Vous connaissez l’histoire ? C’est une blague, elle est fameuse. Une femme déambule dans un supermarché. Elle met dans son panier une banane, un yaourt, un steak haché, une tomate, une cannette de soda et une petite boîte de sardines. À la caisse, l’employé, qui passe les articles un à un, lui adresse un large sourire compatissant. Avant de lui annoncer le montant dû, il lui demande : « Madame, je ne me trompe pas en pensant que vous êtes célibataire ? » Elle, bien sûr : « Oui, c’est vrai ! Ah, vous avez devinez parce que je n’ai pris que des articles individuels ? » Ce à quoi le garçon répond : « Non, non pas du tout. C’est juste que vous êtes hyper moche ».

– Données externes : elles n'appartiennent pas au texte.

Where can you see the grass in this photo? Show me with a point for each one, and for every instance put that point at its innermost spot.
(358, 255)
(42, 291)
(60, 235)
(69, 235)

Haha ! On rigole, et mon copain Jeannot a bien rigolé quand je lui ai raconté.
Mais, une fois l’émotion passée, il reprend son souffle et me dit :
- Tu sais que cette histoire est réellement arrivée à Berthe, ma femme ? Enfin, à très peu de choses près. C’est elle-même qui me l’a raconté. Elle était partie le matin pour faire quelques petites courses. Et puis, elle est rentrée le soir vers minuit. Alors, elle me narre l’événement : le caissier, voyant son alliance au doigt, lui avait demandé, estomaqué, si elle était mariée. Naturellement, elle a répondu que oui, puis l’a interrogé sur les raisons de la question. Le jeune homme ne s’était pas démonté et lui avait répondu : « pardon, vu votre tête et votre tour de taille, je ne pensais pas ça possible ».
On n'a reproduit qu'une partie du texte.